駒尺喜美『紫式部のメッセージ』朝日選書

この本を読もうと思ったのは、何かの本で言及されていて興味を持っていたのと、最近、田辺聖子さんの『われにやさしき人多かりき』を読んで『源氏物語』のことが気になってきたためです。
「『源氏物語』を華やかな恋物語と読みちがえてしまうような、男性主体の発想に立てば、自由な恋と見えてしまうだろうが、その多くは男性側の自由である。そして、見てきたように、多くの場合強姦なのである。」(p.202)

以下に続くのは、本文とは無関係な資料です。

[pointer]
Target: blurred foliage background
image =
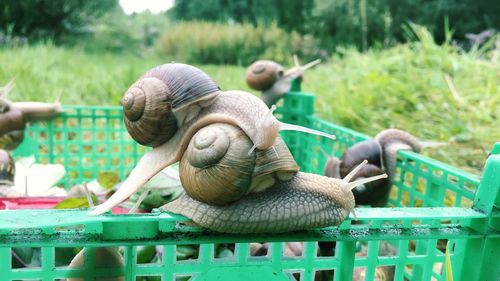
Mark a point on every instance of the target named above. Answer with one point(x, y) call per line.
point(427, 66)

この本を読んでいて、高校生だった頃の古文の授業風景が一変しました。どの部分が教科書に採られていたのか忘れてしまいましたが、『源氏物語』も収録されていたはずで、それを授業として読んでいたときにお話で触れられている性愛への距離感と、生徒であった私たちが文章の表面から感じるそれとは大きな隔たりがあったように感じて、各人の恋愛経験によって、別の違った何かを受け取っていた同級生もいたかもしれないけれど、うまく言えないのですが、「古文」や「授業」、広く学校教育といった時に自然と規定されてしまうルールのようなものと、教材として扱われている物語の齟齬が無自覚なまま存在していたように思えて、高校の「授業」として『源氏物語』を読んでいる光景がとてもシュールなものに感じられてきました。
この本の内容は、『源氏物語』の研究者にどんな風に受容されたのだろう、と気になりました。